Home > Around the Web > Around the Web: Catching Up Edition

Around the Web—your survey of recent articles on slavery, past and present—is back after a long hiatus. We have lots of catching up to do!

At the time of our last posting, 12 Years a Slave was garnering critical praise from around the world. Since then, the film has won the Oscar for best picture, and director Steve McQueen has become a global advocate for the abolition of modern-day slavery. See his column on the 175th anniversary of Anti-Slavery (the organization founded in 1839 as the British and Foreign Anti-Slavery Society), as well as his speech to the United Nations. The educators in our audience will also be interested to learn that McQueen’s film may soon be coming to a school near you.

More recently, the International Labor Organization released a report on the tremendous profits reaped through modern-day forms of forced labor, sparking a wide range of coverage, including articles in TIME and the Economist.

A recent report from the National Research Council on mass incarceration also spotlighted the continuing legacies of slavery in the American criminal justice system. Drawing on the work of historians like Heather Ann Thompson, who also spoke at a Yale symposium on prison history, the report is one of several recent stories on the problem of mass incarceration that prompted the New York Times to call for its immediate abolition in an editorial spotlighting the influence that scholarship can have on public affairs. See also the interview of Attorney General Eric Holder by our 2013 conference keynote speaker Douglas Blackmon on the steps the Obama administration is willing to take to end mass incarceration. More attention to this subject will doubtless be paid at an upcoming conference at Harvard on the history of penal regimes, and a recent expose on the use of jailed immigrants as cheap labor in Houston prisons suggests that the subject deserves the attention of modern-day abolitionists, too. For more on mass incarceration, see this history of felon disfranchisement and a new study on the disproportionate number of inmates of color in for-profit prisons.

In recent months, the news has been filled with reminders of how diverse modern-day forms of slavery are, as well as controversies about whether some kinds of labor are inappropriately conflated with slavery. An article in Reason argued that undue levels of concern about “sex slavery” are actually fueling the rise of a surveillance state. But the Nation also issued a sharp rebuke to those who underestimate the evils of sex trafficking in an opinion piece asking, Why Do So Many Leftists Want Sex Work to Be the New Normal? (For more on this subject, see a report on the underground sex economy at CNN and a local news report from Houston in which Board Member Caleb McDaniel was also interviewed.)

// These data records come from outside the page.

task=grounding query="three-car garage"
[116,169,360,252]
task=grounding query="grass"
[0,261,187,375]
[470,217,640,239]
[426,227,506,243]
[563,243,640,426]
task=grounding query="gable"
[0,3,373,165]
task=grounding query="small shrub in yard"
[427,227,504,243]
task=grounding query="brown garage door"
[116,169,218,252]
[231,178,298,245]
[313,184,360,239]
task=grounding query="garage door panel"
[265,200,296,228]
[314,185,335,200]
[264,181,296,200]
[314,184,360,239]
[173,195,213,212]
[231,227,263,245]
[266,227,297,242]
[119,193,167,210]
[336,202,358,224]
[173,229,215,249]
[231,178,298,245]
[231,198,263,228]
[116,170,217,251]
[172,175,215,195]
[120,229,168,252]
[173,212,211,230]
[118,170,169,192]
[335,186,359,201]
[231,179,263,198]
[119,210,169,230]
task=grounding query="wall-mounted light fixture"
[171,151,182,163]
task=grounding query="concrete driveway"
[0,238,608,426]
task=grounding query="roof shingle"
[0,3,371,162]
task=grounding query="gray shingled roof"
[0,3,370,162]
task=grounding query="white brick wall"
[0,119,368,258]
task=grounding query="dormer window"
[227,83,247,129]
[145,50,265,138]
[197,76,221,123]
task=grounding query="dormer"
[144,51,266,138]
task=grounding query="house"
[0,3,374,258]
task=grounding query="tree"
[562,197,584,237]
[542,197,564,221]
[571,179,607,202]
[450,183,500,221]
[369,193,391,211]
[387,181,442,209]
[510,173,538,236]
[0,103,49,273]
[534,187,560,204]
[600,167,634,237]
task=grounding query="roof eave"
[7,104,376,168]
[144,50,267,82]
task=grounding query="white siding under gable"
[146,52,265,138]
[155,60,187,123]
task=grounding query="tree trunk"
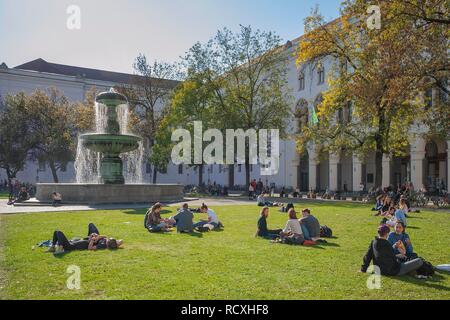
[375,148,387,188]
[153,166,158,184]
[245,144,250,190]
[197,164,204,188]
[228,164,234,189]
[48,161,59,183]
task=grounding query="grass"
[0,203,450,300]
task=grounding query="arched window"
[295,99,309,132]
[317,65,325,84]
[298,72,305,91]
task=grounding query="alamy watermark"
[367,5,381,30]
[66,265,81,290]
[367,265,381,290]
[66,4,81,30]
[172,121,280,176]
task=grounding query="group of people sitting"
[373,195,410,227]
[48,223,123,254]
[361,192,430,276]
[144,203,223,233]
[256,207,326,245]
[361,221,424,276]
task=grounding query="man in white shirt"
[280,209,305,245]
[194,204,220,229]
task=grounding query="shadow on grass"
[123,209,173,215]
[393,274,450,291]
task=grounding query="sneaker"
[53,246,64,255]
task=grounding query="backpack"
[417,258,434,277]
[320,226,333,238]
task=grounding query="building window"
[298,72,305,91]
[338,108,344,124]
[145,162,152,174]
[425,89,433,109]
[38,160,47,172]
[317,66,325,84]
[347,102,353,123]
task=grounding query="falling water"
[116,104,129,134]
[95,102,108,133]
[74,138,100,183]
[74,103,145,184]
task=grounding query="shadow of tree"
[392,273,450,291]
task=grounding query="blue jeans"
[300,223,311,240]
[194,221,219,229]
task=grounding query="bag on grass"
[320,226,333,238]
[417,258,434,277]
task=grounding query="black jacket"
[361,238,400,276]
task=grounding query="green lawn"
[0,204,450,300]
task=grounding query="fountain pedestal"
[32,90,183,204]
[36,183,183,204]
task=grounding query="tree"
[155,75,217,186]
[383,0,450,26]
[0,92,33,182]
[26,88,76,183]
[297,0,446,186]
[118,54,181,183]
[184,26,291,186]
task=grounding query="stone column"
[382,154,391,187]
[411,139,426,190]
[329,154,340,191]
[353,155,363,192]
[308,149,317,191]
[446,141,450,190]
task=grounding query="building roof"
[14,58,179,88]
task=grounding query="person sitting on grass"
[194,203,220,229]
[372,195,386,212]
[256,207,283,240]
[300,209,320,241]
[382,205,408,228]
[52,192,62,207]
[17,187,30,202]
[387,221,417,260]
[49,223,123,254]
[144,202,171,232]
[280,209,305,245]
[172,203,194,233]
[361,225,423,276]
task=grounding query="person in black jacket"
[256,207,283,239]
[361,225,423,276]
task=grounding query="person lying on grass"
[361,225,423,276]
[256,207,283,240]
[48,223,123,253]
[300,209,320,241]
[256,194,283,207]
[280,209,305,245]
[144,202,172,232]
[172,203,194,233]
[387,221,417,261]
[194,203,220,229]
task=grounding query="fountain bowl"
[80,133,142,155]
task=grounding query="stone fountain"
[36,89,183,204]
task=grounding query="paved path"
[0,199,255,214]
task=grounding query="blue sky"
[0,0,341,72]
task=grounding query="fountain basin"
[80,133,142,155]
[36,183,184,204]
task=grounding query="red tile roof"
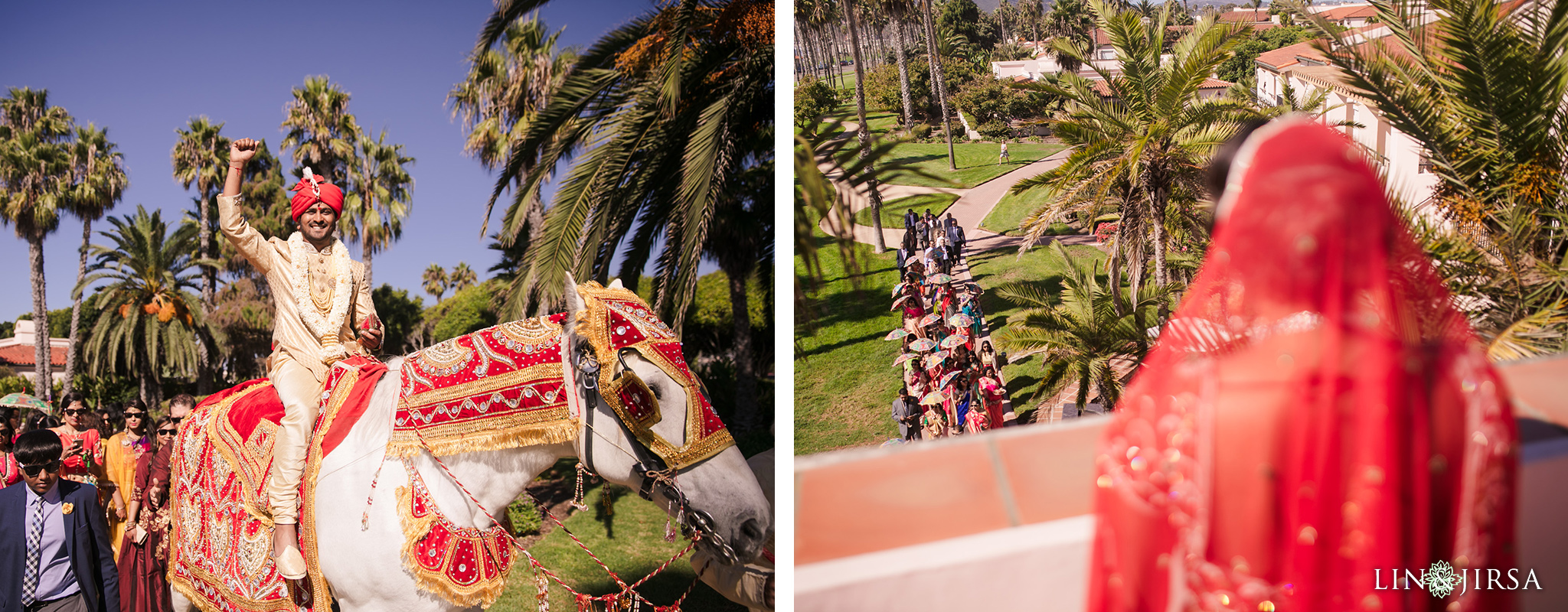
[1257,41,1324,69]
[0,344,66,368]
[1317,5,1377,22]
[1220,8,1272,24]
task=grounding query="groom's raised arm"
[218,138,276,274]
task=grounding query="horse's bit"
[574,349,740,565]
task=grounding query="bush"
[507,493,544,536]
[795,76,839,132]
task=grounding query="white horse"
[174,277,773,612]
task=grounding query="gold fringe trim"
[387,419,579,457]
[397,485,518,609]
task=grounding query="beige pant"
[266,359,323,524]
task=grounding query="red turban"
[289,177,344,220]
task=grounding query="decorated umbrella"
[0,393,55,415]
[936,369,962,388]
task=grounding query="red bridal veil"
[1089,121,1517,612]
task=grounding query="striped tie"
[22,500,44,606]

What is certainly clear, both from reports like the one issued by the ILO and recent news stories, is that modern-day forms of slavery, forced labor, and labor trafficking are not confined to commercial sex. They can be found in migrant camps in Yemen, on American military bases in Afghanistan, in tomato fields, at World Cup infrastructural projects, on fishing ships, in the house down the block, and in the supply chains of everything from video games and tea to soccer jerseys. (For an effective survey of how modern-day slavery insinuates itself into everday consumer products, see this video by the Adrian College student group that spoke at our 2013 conference.)

In view of all of these practices, it’s hard to avoid the question: what can scholars and historians do? They can spotlight the way that slavery has always been entangled with capitalism and the rise of the modern world, whether in writing or in provocative works of art. They can help make modern slavery visible by calling attention to how slow the processes of emancipation have always been. They can protest the use of exploitative labor practices by academic and cultural institutions that support scholars. And they can correct misleading accounts of abolitions in the past that may misinform current policymakers. And they can join together in new interdisciplinary efforts to study the problem of human trafficking.

Perhaps most of all, historians can help make sure that the history and memory of slaveries past are not buried in construction projects or obscured by one-sided memorials. Our contemporaries are unlikely to see modern day forms of forced labor as problems if they do not yet even see past forms of slavery as serious problems whose legacies in societies ranging from the Caribbean to the United States continue today.

The good news, perhaps, for modern-day abolitionists is that “slavery is a non-ideological and non-partisan issue,” as seen in the recent hashtag activism sparked by the kidnapping of Nigerian girls by Boko Haram. “There isn’t a ‘pro-slavery’ argument that rises above the level of the lunatic.” Yet even that “good news” may need to be tempered by the realization that powerful economic interests are still served by the idea that slavery is a “regrettably unavoidable” byproduct of doing business. There is much work, intellectual and otherwise, left to be done.